# How do I safely test fire a handgun?



## Slowalkintexan (Feb 6, 2007)

I have several handguns, both revolver and semi-auto, that I would like to test fire from a safe distance. Just in case. Something I could build myself, or what? I don't think holding them in a vise-like fixture would be good. Something that would allow them to move slightly as they recoil. Any ideas??


----------



## Baldy (Jun 21, 2006)

Put on safty glasses. Put in ear plugs and a set of muffs over the top. Put a good leather glove on your shooting hand. Load gun. Find a tree the right size and throw your hand around it and let her rip. Naw just kidding ya..
They make stands that you can clamp your gun in and fire it from a distance if you so choose. They use them to test for accuracy with out the human element involed. They are a little pricy. Here's one.
http://bullshootersightingin.com/pistol.htm


----------



## Revolver (Aug 26, 2006)

Baldy said:


> Put on safty glasses. Put in ear plugs and a set of muffs over the top. Put a good leather glove on your shooting hand. Load gun. Find a tree the right size and throw your hand around it and let her rip.
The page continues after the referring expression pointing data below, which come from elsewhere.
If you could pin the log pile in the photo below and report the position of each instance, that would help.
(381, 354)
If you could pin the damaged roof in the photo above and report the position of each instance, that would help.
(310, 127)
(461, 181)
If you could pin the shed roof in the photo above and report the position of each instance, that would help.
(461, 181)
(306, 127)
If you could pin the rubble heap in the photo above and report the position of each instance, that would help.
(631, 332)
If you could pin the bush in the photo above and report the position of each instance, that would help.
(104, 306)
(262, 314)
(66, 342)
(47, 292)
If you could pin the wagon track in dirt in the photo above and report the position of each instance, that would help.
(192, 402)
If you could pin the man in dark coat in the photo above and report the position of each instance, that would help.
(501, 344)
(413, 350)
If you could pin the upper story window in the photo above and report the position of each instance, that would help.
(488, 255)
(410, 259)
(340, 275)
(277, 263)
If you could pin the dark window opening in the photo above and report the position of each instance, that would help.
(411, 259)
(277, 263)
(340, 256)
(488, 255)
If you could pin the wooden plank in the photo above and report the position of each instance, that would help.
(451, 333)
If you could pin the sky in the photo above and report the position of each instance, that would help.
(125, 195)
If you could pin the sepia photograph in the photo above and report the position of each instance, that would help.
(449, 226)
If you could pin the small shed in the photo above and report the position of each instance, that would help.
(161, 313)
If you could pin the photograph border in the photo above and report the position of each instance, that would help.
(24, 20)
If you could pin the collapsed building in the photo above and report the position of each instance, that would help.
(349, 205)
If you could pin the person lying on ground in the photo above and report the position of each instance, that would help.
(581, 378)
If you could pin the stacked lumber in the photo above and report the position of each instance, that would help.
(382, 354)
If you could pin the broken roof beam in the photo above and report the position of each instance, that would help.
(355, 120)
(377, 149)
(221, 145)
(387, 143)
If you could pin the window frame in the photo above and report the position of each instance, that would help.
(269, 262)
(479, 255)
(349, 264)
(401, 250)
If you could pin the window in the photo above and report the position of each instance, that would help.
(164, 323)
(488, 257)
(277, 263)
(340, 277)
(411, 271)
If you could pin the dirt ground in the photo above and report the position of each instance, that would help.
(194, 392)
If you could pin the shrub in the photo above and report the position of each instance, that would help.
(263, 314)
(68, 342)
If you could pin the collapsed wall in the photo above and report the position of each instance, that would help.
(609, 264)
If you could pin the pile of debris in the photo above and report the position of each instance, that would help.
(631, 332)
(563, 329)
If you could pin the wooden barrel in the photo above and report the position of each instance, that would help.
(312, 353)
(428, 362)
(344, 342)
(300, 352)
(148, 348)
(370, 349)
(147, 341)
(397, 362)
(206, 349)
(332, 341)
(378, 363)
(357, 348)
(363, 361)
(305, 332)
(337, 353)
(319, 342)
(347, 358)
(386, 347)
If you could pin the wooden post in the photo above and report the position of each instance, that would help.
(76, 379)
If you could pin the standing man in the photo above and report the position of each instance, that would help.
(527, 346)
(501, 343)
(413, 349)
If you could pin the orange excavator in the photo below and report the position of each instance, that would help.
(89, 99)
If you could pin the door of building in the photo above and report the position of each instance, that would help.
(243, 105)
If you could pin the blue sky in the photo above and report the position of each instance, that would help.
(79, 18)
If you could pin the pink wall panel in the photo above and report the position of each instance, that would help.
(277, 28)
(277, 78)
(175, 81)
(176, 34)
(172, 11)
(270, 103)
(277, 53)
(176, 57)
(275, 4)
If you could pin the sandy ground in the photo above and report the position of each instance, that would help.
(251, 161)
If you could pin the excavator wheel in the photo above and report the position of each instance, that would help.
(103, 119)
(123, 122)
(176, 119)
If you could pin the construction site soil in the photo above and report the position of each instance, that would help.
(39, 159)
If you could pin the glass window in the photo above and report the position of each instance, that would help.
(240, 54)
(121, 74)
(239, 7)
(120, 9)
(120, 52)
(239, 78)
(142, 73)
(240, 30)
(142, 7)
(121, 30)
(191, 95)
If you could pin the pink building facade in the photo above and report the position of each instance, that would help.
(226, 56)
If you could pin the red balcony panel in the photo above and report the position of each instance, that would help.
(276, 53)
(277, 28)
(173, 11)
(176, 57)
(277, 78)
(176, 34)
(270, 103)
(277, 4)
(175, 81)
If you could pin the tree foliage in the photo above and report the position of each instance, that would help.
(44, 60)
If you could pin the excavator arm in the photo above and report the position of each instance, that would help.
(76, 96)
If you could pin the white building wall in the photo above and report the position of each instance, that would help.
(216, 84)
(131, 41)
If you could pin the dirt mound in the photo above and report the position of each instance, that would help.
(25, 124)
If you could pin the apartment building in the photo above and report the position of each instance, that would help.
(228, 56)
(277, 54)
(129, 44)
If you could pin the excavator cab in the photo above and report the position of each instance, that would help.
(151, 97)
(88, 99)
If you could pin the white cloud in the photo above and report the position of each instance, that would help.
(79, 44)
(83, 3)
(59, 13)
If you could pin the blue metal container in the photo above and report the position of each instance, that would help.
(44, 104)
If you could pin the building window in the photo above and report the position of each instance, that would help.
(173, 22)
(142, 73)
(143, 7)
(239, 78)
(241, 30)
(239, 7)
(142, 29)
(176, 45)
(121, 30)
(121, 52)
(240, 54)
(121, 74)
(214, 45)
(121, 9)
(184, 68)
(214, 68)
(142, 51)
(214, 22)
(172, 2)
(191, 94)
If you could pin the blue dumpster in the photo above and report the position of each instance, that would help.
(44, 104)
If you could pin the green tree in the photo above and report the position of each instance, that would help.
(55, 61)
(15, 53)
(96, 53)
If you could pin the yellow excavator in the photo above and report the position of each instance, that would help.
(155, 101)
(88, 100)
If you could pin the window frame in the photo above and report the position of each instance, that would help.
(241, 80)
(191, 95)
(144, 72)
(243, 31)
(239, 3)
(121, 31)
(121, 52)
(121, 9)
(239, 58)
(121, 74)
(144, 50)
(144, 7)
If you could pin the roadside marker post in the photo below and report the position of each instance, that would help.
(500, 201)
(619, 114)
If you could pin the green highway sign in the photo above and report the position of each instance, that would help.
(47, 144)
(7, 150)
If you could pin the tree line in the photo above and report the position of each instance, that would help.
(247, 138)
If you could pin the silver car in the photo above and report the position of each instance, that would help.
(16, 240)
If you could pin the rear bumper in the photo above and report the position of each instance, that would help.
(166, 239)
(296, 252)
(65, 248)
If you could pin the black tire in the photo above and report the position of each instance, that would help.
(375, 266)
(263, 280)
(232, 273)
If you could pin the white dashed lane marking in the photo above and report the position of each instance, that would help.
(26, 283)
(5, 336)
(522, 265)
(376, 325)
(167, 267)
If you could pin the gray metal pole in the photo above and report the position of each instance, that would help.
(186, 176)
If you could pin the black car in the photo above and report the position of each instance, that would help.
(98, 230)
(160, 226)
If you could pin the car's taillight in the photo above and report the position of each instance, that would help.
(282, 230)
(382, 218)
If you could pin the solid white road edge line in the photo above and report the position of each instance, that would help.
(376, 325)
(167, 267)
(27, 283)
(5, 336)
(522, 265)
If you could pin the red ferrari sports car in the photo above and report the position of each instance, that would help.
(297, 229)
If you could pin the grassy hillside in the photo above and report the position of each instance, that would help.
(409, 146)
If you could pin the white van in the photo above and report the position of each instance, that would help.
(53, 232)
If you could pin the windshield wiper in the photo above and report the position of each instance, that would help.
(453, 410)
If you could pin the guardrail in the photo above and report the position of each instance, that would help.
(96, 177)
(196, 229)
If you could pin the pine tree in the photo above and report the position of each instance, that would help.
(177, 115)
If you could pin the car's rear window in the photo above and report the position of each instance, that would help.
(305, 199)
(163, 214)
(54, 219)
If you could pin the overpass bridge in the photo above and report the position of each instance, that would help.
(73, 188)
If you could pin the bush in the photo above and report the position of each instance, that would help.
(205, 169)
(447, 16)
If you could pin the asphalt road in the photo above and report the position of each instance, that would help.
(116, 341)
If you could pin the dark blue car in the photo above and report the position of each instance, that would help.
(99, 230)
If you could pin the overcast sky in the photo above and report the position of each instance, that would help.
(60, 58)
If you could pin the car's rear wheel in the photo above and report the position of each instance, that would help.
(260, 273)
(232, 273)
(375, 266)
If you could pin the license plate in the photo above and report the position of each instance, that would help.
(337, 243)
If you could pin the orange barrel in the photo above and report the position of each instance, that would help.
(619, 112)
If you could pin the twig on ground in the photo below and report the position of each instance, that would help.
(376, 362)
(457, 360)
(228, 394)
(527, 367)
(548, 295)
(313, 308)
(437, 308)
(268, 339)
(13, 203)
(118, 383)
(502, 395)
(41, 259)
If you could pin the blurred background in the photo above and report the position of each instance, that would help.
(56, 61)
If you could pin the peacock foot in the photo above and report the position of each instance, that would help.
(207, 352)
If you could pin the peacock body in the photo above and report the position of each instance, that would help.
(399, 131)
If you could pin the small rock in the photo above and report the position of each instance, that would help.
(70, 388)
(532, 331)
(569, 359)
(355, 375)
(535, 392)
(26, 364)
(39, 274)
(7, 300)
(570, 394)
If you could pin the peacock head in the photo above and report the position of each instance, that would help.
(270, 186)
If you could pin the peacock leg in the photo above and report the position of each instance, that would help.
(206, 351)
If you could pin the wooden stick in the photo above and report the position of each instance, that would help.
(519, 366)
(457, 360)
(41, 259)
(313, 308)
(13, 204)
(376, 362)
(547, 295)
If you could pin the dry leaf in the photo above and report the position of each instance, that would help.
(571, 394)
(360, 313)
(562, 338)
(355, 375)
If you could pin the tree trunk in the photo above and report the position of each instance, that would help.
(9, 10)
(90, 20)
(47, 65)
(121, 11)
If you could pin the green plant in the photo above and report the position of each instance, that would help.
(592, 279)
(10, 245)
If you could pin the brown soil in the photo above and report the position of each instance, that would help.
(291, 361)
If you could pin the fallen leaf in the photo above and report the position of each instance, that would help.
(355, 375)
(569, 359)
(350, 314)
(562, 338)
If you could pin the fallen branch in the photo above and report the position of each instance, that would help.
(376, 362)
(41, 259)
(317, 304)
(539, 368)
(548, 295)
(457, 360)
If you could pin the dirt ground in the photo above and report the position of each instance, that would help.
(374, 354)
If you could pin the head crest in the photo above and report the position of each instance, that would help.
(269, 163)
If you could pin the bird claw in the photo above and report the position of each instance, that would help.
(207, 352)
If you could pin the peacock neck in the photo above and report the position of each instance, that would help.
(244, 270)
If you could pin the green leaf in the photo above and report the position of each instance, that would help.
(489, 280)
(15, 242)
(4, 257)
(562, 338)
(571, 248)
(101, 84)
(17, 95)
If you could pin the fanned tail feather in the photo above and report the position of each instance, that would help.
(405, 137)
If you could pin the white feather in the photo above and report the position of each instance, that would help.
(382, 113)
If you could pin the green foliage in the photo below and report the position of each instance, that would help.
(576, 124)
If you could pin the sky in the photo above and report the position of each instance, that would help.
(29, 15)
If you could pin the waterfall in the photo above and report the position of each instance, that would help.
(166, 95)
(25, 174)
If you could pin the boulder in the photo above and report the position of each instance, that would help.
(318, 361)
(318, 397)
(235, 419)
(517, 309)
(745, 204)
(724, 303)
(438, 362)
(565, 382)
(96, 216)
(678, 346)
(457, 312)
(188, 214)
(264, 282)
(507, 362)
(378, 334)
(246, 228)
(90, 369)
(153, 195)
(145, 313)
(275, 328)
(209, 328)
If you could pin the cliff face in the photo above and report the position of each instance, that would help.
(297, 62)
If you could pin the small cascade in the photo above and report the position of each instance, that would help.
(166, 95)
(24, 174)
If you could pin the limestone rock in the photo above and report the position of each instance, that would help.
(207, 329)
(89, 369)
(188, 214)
Naw just kidding ya..
> They make stands that you can clamp your gun in and fire it from a distance if you so choose. They use them to test for accuracy with out the human element involed. They are a little pricy. Here's one.
> http://bullshootersightingin.com/pistol.htm


I've done that before with a rifle except it was through the crotch of two trees that fused and it was without the glove. I couldn't afford a fancy rest when I was little.


----------



## Bob Wright (May 10, 2006)

*Test firing?*

The question that immediately comes to mind is, "Why?"

What makes you suspect that sopmething is wrong, or apt to be wrong? Nearly any firearm sold today has already been test fired prior to leaving the factory.

Old guns should be checked by a competent gunsmith for flaws or damage. Otherwise, modern arms intended for smokeless powder may be considered safe to fire. As in any case, shooting glasses and ear protection should be utilized.

Bob Wright


----------